The processing of log data serves statistical purposes and the improvement of the quality of our website, in particular the stability and security of the connection (legal basis is Art. 6 (1) (a) or (f) GDPR).
The processing of contact form data is carried out to process customer inquiries (legal basis is Art. 6 (1) (b) or (f) GDPR).
The processing of newsletter data is for the purpose of sending the newsletter. By subscribing to our newsletter, you consent to the processing of your personal data (legal basis is Art. 6 (1) (a) GDPR). For the registration for our newsletter, we use the so-called double opt-in procedure. This means that after registering, we will send you an email to the email address provided, asking you to confirm that you wish to receive the newsletter. The purpose of this procedure is to verify your registration and, if necessary, to clarify any misuse of your personal data. You can revoke your consent to receive the newsletter and unsubscribe at any time. You can revoke your consent by clicking on the link provided in each newsletter email, by email to [Company Email Address], or by sending a message to the contact details provided in the legal notice.
If the processing of data requires the storage of information in your terminal device or access to information already stored in your terminal device, § 25 (1), (2) TTDSG is the legal basis for this.
Your data will only be processed for as long as is necessary to achieve the processing purposes mentioned above; the legal bases specified within the scope of the processing purposes apply accordingly. Regarding the use and storage period of cookies, please refer to section A. (5).

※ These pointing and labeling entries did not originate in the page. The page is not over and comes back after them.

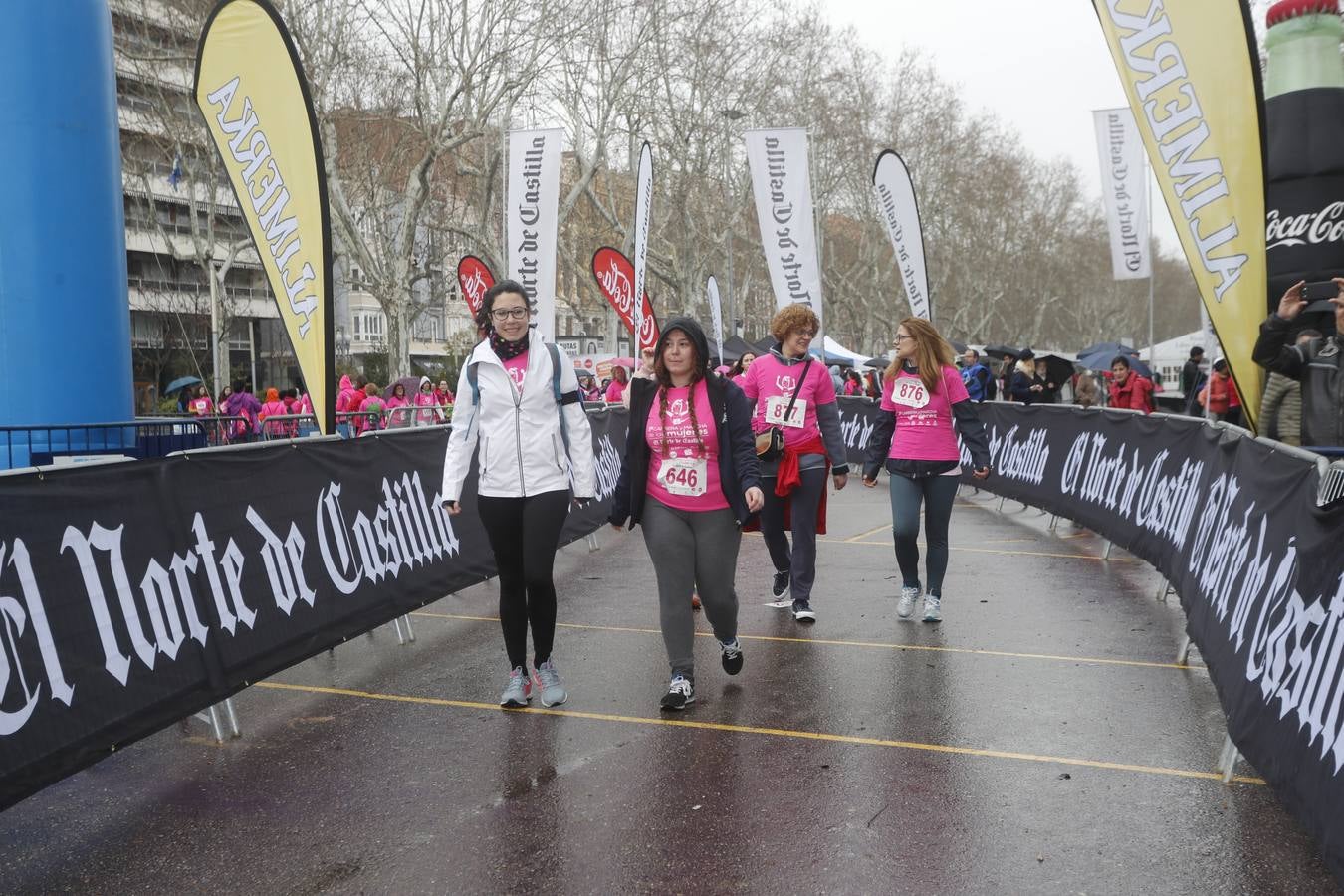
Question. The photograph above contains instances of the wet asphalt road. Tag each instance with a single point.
(1037, 742)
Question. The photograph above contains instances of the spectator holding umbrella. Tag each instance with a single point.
(1086, 392)
(202, 406)
(1023, 385)
(1193, 377)
(976, 377)
(369, 410)
(852, 384)
(1128, 388)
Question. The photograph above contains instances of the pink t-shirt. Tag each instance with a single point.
(688, 477)
(924, 422)
(771, 384)
(517, 369)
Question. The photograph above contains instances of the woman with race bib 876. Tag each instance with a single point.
(794, 395)
(926, 406)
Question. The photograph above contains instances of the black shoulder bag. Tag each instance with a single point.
(771, 443)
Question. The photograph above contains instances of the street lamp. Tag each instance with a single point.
(729, 117)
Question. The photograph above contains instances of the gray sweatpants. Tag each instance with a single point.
(692, 551)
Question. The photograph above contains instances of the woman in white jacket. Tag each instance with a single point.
(518, 400)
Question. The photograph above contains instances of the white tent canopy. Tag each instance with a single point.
(836, 349)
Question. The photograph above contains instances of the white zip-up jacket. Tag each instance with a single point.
(522, 449)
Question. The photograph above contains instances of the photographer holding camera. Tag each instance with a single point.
(1314, 364)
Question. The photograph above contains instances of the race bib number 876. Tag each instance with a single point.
(909, 392)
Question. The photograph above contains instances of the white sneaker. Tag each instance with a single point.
(907, 602)
(518, 691)
(548, 680)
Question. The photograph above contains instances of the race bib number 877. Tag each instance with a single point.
(776, 407)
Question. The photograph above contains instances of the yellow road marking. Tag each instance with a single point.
(883, 527)
(1012, 554)
(771, 733)
(1102, 661)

Third parties employed by us will store your data on their system for as long as necessary in connection with the provision of services to us in accordance with the respective order.
Further information on the storage period can be found under A. (5).
The following categories of recipients, who are usually processors (see A. (7) for this), may receive access to your personal data:
- Service providers for the operation of our website and the processing of data stored or transmitted by the systems (e.g., for data center services, payment processing, IT security). The legal basis for disclosure is then Art. 6 (1) (b) or (f) GDPR, unless they are processors;
- Governmental authorities/agencies, where this is necessary to fulfill a legal obligation. The legal basis for disclosure is then Art. 6 (1) (c) GDPR;
- Persons employed to carry out our business operations (e.g., auditors, banks, insurance companies, legal advisors, supervisory authorities, parties involved in company acquisitions or the establishment of joint ventures). The legal basis for disclosure is then Art. 6 (1) (b) or (f) GDPR.
Regarding the assurance of an adequate level of data protection when transferring data to third countries, see A. (8).
In addition, we only pass on your personal data to third parties if you have given your express consent in accordance with Art. 6 (1) (a) GDPR.
The legal basis for cookies that are strictly necessary to provide you with the expressly requested service is § 25 (2) No. 2 TTDSG. Any use of cookies that is not strictly technically necessary for this purpose constitutes data processing that is only permitted with your express and active consent pursuant to § 25 (1) TTDSG in conjunction with Art. 6 (1) (a) GDPR. This applies in particular to the use of Performance, Advertising, Targeting, or Sharing Cookies. Furthermore, we only pass on your personal data processed by cookies to third parties if you have given express consent in accordance with Art. 6 (1) (a) GDPR.